# Torque Sequence for Valve Cover?



## maroonsentra (Mar 3, 2007)

I used to have a picture of the screws labeled and sequence. Any help?


----------



## 2dr_Sentra (Dec 10, 2005)

For which motor?

I always just work my way inside -> out. Never had a problem. I snug them all first then tighten them.


----------



## NY is north (Jul 9, 2008)

start with the middle one, and work your way out, going across the short way on both sides until you reach the end...if that made sense


----------



## IanH (Feb 11, 2003)

This is for the GA motor, from FSM


----------



## maroonsentra (Mar 3, 2007)

That should work! Thanks guys!


----------



## Jopet (Aug 10, 2009)

Hi! Just wondering and might work with my car soon.
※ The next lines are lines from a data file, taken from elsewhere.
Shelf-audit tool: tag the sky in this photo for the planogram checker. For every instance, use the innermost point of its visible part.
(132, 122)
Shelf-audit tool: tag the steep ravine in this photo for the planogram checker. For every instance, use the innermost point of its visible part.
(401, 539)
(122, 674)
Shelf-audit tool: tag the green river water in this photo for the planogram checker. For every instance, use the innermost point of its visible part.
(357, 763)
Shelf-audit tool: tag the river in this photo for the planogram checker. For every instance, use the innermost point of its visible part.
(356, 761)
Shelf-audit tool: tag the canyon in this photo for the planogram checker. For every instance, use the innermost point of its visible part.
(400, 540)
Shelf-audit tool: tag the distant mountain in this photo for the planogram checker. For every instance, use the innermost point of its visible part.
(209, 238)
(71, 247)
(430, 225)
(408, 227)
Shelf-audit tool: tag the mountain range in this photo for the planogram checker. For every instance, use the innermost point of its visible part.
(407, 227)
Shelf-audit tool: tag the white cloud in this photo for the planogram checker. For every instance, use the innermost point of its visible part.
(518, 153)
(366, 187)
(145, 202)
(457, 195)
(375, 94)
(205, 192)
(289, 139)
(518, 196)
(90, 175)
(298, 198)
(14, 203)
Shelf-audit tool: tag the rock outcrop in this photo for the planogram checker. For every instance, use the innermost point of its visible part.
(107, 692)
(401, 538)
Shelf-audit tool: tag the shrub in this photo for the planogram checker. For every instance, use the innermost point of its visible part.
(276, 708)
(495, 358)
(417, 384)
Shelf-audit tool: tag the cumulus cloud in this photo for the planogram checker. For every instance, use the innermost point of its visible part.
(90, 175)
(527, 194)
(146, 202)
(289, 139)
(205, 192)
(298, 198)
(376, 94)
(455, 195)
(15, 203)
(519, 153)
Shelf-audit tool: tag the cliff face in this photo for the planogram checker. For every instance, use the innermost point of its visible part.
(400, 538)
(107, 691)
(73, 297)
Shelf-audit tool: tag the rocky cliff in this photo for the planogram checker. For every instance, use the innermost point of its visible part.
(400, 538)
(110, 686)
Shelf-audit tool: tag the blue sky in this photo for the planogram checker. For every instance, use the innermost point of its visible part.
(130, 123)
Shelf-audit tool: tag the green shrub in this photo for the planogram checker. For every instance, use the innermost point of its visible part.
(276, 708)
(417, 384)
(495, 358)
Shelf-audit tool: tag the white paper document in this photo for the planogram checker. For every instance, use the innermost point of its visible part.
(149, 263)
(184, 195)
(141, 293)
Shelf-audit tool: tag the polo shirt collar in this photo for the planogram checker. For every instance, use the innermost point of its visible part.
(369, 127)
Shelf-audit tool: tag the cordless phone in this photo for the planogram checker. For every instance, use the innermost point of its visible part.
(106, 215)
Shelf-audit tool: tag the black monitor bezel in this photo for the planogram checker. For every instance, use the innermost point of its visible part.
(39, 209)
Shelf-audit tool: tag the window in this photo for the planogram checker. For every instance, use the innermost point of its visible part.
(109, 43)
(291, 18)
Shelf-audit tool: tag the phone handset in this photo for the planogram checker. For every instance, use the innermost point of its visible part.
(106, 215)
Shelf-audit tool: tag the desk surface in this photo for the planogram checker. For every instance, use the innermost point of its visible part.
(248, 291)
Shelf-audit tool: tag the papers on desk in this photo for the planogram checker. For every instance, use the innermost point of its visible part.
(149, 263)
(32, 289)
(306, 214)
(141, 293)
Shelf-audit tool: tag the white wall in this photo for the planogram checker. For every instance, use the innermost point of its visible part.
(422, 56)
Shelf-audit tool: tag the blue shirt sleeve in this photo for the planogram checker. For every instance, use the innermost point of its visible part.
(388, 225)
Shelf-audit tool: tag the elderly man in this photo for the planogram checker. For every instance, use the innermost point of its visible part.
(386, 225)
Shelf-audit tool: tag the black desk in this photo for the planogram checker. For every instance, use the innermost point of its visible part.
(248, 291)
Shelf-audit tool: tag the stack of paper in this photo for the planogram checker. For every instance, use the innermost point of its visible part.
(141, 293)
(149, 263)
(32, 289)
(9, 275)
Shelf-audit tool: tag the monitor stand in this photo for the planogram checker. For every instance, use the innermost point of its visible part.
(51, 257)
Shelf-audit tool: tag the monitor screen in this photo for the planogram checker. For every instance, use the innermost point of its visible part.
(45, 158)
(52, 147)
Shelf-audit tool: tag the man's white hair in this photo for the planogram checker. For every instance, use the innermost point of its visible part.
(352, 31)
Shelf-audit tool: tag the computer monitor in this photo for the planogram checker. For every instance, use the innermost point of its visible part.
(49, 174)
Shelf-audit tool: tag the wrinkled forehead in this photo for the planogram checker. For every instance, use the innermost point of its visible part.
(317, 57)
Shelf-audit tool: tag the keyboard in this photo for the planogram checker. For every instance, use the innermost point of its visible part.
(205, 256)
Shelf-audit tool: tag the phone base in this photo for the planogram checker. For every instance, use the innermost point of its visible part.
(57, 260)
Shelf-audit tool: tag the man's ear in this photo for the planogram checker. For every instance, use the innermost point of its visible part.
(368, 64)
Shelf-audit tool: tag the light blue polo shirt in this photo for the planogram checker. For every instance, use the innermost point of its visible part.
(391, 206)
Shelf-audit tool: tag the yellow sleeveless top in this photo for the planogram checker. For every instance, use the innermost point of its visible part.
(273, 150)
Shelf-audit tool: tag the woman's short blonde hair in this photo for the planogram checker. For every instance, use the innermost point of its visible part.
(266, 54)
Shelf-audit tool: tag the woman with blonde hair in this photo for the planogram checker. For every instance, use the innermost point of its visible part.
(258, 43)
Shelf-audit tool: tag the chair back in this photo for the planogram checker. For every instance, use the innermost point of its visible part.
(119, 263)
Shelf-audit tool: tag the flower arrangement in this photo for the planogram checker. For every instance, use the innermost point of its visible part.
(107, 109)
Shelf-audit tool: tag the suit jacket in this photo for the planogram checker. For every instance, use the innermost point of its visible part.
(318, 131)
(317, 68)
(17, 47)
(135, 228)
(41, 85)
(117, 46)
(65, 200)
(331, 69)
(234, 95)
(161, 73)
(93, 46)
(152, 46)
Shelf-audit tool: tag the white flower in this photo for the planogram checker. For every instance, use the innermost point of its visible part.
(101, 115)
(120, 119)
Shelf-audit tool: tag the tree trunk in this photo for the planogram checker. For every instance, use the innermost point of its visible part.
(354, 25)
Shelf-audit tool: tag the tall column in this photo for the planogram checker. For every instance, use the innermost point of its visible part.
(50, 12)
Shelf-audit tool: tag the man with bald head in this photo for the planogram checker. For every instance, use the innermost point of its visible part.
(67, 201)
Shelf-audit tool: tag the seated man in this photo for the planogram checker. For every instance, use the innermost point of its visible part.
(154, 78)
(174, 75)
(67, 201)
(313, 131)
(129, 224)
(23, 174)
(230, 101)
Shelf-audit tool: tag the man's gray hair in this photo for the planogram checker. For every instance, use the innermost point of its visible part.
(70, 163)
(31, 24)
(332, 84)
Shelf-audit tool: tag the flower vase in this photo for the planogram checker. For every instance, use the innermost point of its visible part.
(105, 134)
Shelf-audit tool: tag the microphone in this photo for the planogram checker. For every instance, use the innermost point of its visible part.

When removing the valve cover or front cover or any cover that has gaskets, isn't it adviced to replace the gaskets?


----------



## IanH (Feb 11, 2003)

Yes but as with most things it depends.
The valve cover is a rubber, so it can be cleaned and reused if its not hard or cracked.
there is sealing compound around the cam journals that will have to be replaced if its disturbed.
I worked on mine because it was leaking, 12yrs old, and the rubber was hard, and yes I replaced it as a set.


----------